Launch HN: Confident AI (YC W25) – Open-source evaluation framework for LLM apps
107 points by jeffreyip a day ago | 22 comments
Hi HN - we're Jeffrey and Kritin, and we're building Confident AI (https://confident-ai.com). This is the cloud platform for DeepEval (https://github.com/confident-ai/deepeval), our open-source package that helps engineers evaluate and unit-test LLM applications. Think Pytest for LLMs.
We spent the past year building DeepEval with the goal of providing the best LLM evaluation developer experience, growing it to run over 600K evaluations daily in CI/CD pipelines of enterprises like BCG, AstraZeneca, AXA, and Capgemini. But the fact that DeepEval simply runs, and does nothing with the data afterward, isn’t the best experience. If you want to inspect failing test cases, identify regressions, or even pick the best model/prompt combination, you need more than just DeepEval. That’s why we built a platform around it.
Here’s a quick demo video of how everything works: https://youtu.be/PB3ngq7x4ko
Confident AI is great for RAG pipelines, agents, and chatbots. Typical use cases involve allowing companies to switch the underlying LLM, rewrite prompts for newer (and possibly cheaper) models, and keep test sets in sync with the codebase where DeepEval tests are run.

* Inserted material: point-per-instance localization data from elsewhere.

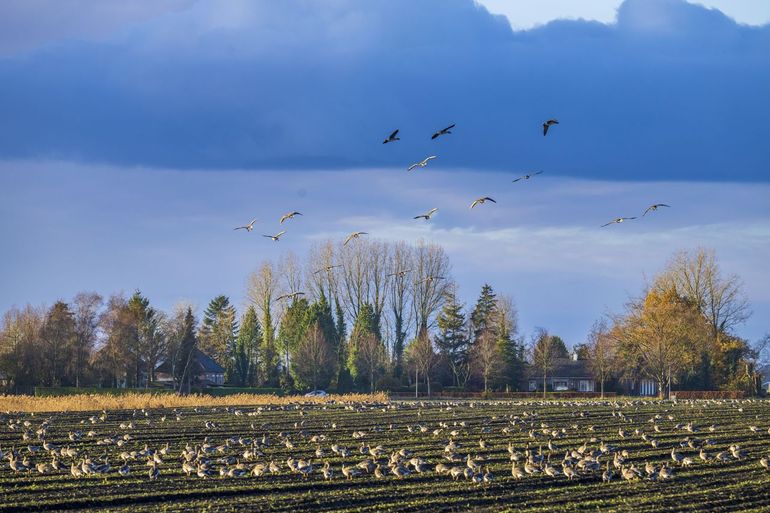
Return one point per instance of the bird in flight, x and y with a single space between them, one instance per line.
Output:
548 124
427 215
618 220
327 269
247 227
443 131
422 163
528 176
276 236
290 215
481 201
352 236
392 137
653 208
292 295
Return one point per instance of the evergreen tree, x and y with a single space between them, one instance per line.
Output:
291 330
246 351
184 366
483 315
58 340
365 359
452 339
344 379
219 329
267 351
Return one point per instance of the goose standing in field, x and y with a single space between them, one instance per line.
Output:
481 201
443 131
617 220
422 163
352 236
393 137
653 208
527 176
427 215
290 215
275 237
548 124
248 227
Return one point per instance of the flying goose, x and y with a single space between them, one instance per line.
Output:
427 215
527 176
276 236
481 201
618 220
548 124
292 295
352 236
443 131
653 208
327 269
247 227
392 137
422 163
290 215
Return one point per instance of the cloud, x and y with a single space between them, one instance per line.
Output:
669 92
68 227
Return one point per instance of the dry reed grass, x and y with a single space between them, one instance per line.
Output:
98 402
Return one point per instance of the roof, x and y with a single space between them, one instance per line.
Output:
564 368
205 364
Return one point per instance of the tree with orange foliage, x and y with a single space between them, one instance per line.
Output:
663 333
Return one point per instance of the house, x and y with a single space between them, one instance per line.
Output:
643 387
204 371
567 374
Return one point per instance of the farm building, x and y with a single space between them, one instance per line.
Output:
568 374
205 371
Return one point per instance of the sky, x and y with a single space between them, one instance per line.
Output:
135 135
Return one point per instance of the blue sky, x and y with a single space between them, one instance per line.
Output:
135 135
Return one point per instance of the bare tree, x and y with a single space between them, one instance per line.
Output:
86 314
431 281
544 351
602 352
370 353
399 299
422 358
321 272
487 358
291 273
262 291
313 362
698 278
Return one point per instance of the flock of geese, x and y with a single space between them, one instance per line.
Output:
393 137
466 452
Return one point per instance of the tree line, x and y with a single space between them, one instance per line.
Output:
372 316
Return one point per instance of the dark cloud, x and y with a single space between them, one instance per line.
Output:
671 90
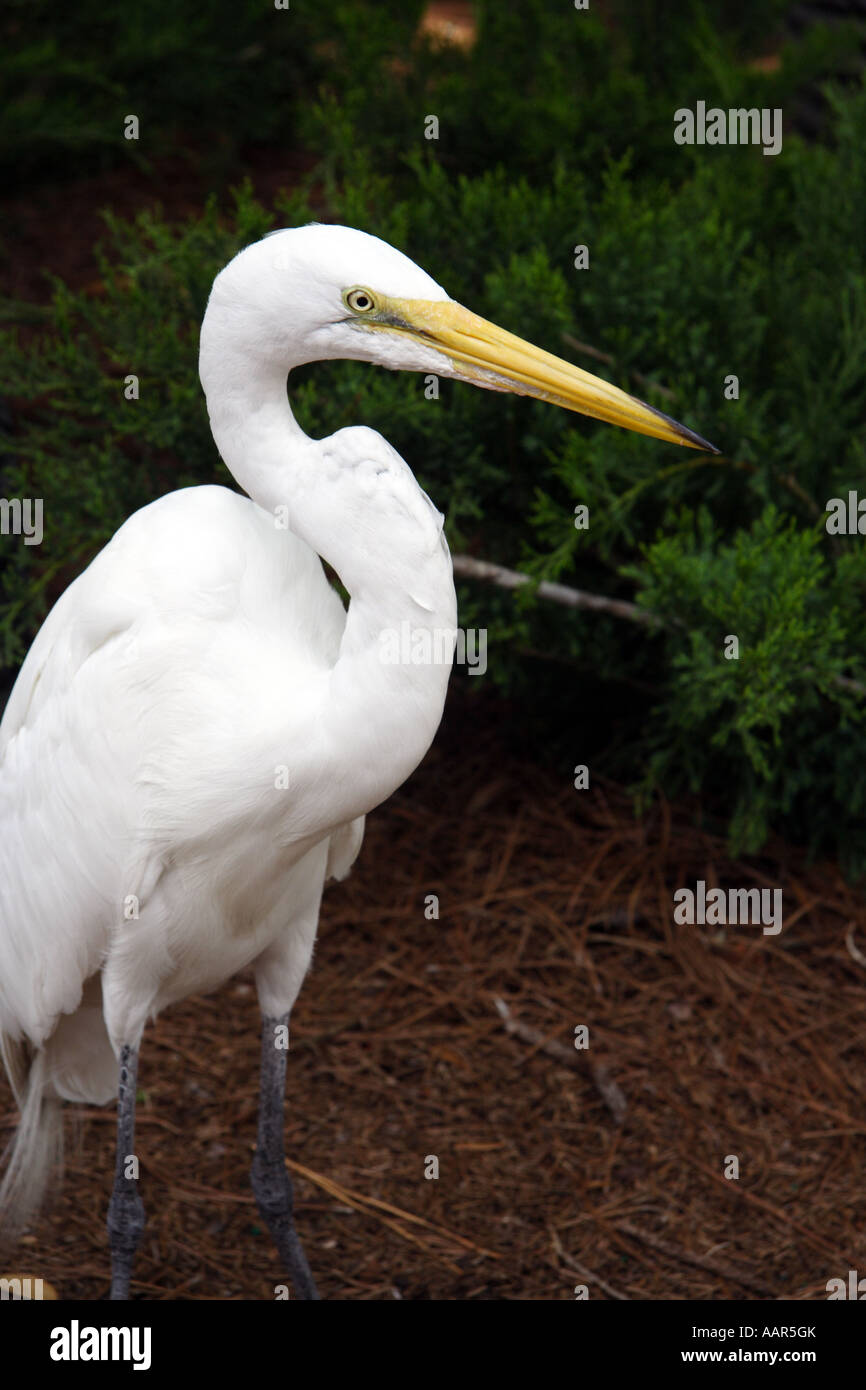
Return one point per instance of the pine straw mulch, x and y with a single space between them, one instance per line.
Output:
453 1037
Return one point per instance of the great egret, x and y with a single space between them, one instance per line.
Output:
199 727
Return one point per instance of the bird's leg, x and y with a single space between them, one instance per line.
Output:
125 1208
271 1182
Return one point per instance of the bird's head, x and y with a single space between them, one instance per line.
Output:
323 292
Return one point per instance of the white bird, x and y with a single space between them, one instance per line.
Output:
199 727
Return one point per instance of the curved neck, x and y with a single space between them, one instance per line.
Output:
385 694
249 413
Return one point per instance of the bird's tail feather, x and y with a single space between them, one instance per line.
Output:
35 1153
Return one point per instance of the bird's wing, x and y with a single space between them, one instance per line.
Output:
149 641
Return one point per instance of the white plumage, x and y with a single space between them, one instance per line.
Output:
199 730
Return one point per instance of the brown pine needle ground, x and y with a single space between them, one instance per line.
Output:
720 1041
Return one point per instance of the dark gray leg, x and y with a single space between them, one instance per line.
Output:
271 1182
125 1208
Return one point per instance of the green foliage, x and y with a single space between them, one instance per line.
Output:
555 131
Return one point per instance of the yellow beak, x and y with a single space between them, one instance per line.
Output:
495 359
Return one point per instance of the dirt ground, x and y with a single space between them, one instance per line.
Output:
558 904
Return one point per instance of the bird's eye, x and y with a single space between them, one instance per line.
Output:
359 300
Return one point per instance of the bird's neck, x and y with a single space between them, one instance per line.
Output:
250 419
385 694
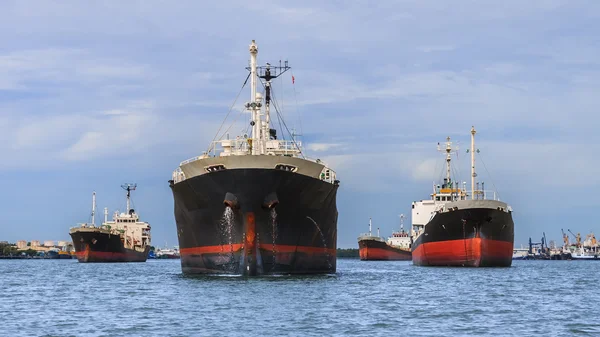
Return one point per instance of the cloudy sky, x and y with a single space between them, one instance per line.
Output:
96 94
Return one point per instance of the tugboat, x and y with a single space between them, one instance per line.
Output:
397 246
125 239
452 230
255 204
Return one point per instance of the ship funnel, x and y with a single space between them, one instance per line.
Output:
270 201
231 201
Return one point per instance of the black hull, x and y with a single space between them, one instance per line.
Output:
476 237
103 247
277 222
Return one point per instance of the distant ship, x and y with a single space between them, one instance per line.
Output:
452 230
397 246
167 253
254 204
125 239
586 250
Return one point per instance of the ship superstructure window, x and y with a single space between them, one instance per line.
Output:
214 168
285 167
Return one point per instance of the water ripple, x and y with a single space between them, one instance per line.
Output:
66 298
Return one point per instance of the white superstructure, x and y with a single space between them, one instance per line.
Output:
451 195
262 148
135 234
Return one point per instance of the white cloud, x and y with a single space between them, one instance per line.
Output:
319 147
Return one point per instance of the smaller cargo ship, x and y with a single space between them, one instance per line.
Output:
451 229
125 239
167 253
397 246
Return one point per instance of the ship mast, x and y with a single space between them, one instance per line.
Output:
261 129
255 122
94 209
473 174
448 151
401 222
128 188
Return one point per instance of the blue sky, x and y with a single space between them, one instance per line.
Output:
93 95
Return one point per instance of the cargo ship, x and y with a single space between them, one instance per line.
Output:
451 229
124 239
255 204
397 246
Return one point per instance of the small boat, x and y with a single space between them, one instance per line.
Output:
397 246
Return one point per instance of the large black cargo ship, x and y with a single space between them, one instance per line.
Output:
254 205
125 239
452 229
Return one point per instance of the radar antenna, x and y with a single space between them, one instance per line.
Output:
129 188
448 150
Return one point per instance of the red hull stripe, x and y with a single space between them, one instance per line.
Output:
371 253
219 249
458 252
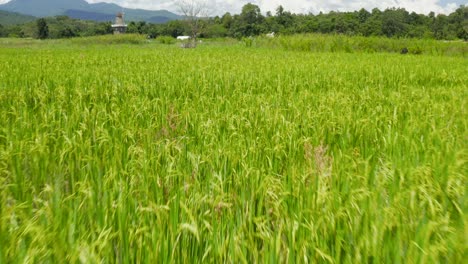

Our platform features a "dataset editor," a "regression catcher," and "iteration insights". The datasets editor in Confident AI allows domain experts to edit datasets while keeping them in sync with your codebase for evaluation. We’ll then generate sharable LLM testing/benchmark reports once DeepEval has finished running evaluations on these datasets that are pulled from the cloud. The regression catcher then identifies any regressions in your new implementation, and we use these evaluation results to determine the best iteration based on your metric scores.
Our goal is to make benchmarking LLM applications so reliable that picking the best implementation is as simple as reading the metric values off the dashboard. To achieve this, the quality of curated datasets and the accuracy and reliability of metrics must be the highest possible.
This brings us to our current limitations. Right now, DeepEval’s primary evaluation method is LLM-as-a-judge. We use techniques such as GEval and question-answer generation to improve reliability, but these methods can still be inconsistent. Even with high-quality datasets curated by domain experts, our evaluation metrics remain the biggest blocker to our goal.
To address this, we recently released a DAG (Directed Acyclic Graph) metric in DeepEval. It is a decision-tree-based, LLM-as-a-judge metric that provides deterministic results by breaking a test case into finer atomic units. Each edge represents a decision, each node represents an LLM evaluation step, and each leaf node returns a score. It works best in scenarios where success criteria are clearly defined, such as text summarization.
The DAG metric is still in its early stages, but our hope is that by moving towards better, code-driven, open-source metrics, Confident AI can deliver deterministic LLM benchmarks that anyone can blindly trust.
We hope you’ll give Confident AI a try. Quickstart here: https://docs.confident-ai.com/confident-ai/confident-ai-intr...
The platform runs on a freemium tier, and we've dropped the need to signup with a work email for the next four days.
Looking forward to your thoughts!
codelion 6 hours ago | next |
The DAG feature for subjective metrics sounds really promising. I've been struggling with the same "good email" problem. Most of the existing benchmarks are too rigid for nuanced evaluations like that. Looking forward to seeing how that part of DeepEval evolves.